Pero en lo que se refiere al cine, siempre hay otro escritor muy importante, que es el Azar. Cuando pensábamos que el guión había superado todas las dificultades, Mario rompió con uno de los productores por diferencias artísticas. El dinero se redujo a la mitad y Mario me llamó para preguntar cómo podríamos quitarle media hora al guión tan trabajado, porque no había presupuesto para producirlo en su totalidad. Porque yo vivía cambios familiares y laborales, entonces no pude involucrarme de lleno en esa última etapa, así que me limité a sugerir: “Quedémonos con la historia esencial, la que ocurre en los años setenta”. Mario llegó a la misma conclusión y escribió un final distinto al de la novela, pero coherente con el perfil de los personajes y la historia: estoy seguro que agradará a los lectores de mi libro.
Más tarde, cuando me invitaron a ver una de las primeras copias, aun sin los efectos especiales ni el sonido definitivo (lo cual ya se está volviendo una tradición), el resultado me pareció fascinante. Todos los actores deslumbran: Sofía Espinosa funciona como un huracán dentro de esta historia, pero el trabajo que hicieron Leonardo Ortizgris, Krystian Ferrer, Carlos Aragón y Enrique Arreola para dar vida a Rangel, el Macetón, el Travolta y Romero dejará boquiabierto a cualquiera, e incluso los actores que sólo aparecen en unas cuantas escenas decisivas nos hacen sentir que el mundo gira en torno a ellos cada vez que los vemos: la gran Tiaré Scanda, los impresionantes Waldo Facco y Mauricio Isaac.
La recreación de los años setenta en el Golfo de México es espectacular: con su precisión a toda prueba, el vestuario, los vehículos y el mobiliario reviven uno de los momentos más oscuros en la historia de nuestro país. Si el cine es un sueño al que asistimos con los ojos abiertos, Mario Muñoz consiguió una historia deslumbrante, llena de color y magia, que nos lleva a un universo paralelo desde el primer minuto. Se pregunta cómo es la justicia en los confines del mundo civilizado, qué debe hacer un policía que vive en la selva y está obligado a investigar a un depredador que ataca a las personas más indefensas de su ciudad; y por supuesto, qué tan fiable es la justicia en nuestro país. El resultado es exquisito.

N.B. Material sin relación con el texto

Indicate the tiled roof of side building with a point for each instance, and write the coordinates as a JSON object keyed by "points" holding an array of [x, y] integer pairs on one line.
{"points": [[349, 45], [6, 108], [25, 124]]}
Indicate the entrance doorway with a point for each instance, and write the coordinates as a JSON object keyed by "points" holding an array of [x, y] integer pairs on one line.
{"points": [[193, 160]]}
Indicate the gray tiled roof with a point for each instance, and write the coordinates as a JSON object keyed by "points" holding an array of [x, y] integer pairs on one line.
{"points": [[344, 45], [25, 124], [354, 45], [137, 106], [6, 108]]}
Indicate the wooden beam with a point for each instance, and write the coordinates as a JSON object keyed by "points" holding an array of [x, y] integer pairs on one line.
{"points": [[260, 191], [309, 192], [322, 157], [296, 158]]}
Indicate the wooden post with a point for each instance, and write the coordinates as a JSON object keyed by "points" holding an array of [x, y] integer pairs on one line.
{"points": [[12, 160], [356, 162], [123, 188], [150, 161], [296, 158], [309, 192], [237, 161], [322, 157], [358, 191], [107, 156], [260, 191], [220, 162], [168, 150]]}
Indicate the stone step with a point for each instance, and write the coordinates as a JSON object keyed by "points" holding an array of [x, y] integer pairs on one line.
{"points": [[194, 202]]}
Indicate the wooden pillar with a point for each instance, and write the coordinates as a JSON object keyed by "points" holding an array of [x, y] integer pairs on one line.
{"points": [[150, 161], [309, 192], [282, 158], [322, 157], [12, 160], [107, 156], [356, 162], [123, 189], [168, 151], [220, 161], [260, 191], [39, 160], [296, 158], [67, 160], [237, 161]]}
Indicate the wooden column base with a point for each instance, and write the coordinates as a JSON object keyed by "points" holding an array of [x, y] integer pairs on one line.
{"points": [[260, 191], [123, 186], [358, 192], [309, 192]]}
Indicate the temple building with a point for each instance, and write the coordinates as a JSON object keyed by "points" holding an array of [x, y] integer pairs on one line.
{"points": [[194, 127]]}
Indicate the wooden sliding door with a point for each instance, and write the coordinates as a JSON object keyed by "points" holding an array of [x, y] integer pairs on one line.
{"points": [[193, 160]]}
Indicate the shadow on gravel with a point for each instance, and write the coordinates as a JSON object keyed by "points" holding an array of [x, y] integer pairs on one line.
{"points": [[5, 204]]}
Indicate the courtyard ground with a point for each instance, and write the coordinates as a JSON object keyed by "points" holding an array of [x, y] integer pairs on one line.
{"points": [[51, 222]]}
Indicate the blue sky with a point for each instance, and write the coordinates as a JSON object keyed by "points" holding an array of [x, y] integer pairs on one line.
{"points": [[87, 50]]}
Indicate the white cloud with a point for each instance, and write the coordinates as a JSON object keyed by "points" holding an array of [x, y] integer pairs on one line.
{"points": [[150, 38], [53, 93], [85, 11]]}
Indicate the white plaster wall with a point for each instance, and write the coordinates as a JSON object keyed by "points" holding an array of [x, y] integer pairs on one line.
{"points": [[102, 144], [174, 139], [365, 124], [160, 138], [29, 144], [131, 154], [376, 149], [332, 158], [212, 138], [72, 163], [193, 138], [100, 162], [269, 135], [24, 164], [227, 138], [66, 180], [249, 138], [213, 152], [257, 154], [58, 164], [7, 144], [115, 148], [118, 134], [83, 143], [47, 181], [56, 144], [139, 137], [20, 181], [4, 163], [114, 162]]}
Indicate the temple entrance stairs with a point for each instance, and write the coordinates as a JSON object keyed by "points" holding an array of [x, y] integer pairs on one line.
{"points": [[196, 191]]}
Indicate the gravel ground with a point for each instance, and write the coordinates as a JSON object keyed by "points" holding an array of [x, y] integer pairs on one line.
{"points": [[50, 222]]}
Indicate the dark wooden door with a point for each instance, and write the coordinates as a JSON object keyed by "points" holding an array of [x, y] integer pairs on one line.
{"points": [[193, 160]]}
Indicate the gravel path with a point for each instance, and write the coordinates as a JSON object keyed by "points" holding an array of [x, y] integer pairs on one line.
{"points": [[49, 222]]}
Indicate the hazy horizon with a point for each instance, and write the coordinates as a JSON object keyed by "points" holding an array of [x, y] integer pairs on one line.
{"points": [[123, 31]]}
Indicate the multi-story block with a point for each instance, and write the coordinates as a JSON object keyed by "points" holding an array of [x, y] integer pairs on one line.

Si quieren recordar lo que es el gran arte, vayan a ver esta película, que se parece a un sueño impredecible, por momentos divertido pero siempre perturbador, como lo es la pregunta por la justicia actual.
Escribir este guión a cuatro manos me permitió llegar a otra conclusión: el límite entre la literatura y el cine está tan lejos o tan cerca como uno lo desee. En otras palabras, cada cineasta debe decidir cómo se comportará frente al arte. Hay quien lo deja fuera de la ecuación y hay quien lo pone en el centro en cada momento para que lo inunde todo, de modo que sea como esas olas que llegan a la costa y reviven a la arena. Espero que los lectores de Los minutos negros y los espectadores de Bajo la sal disfruten de esta película tanto como quienes trabajamos en ella con todo el corazón.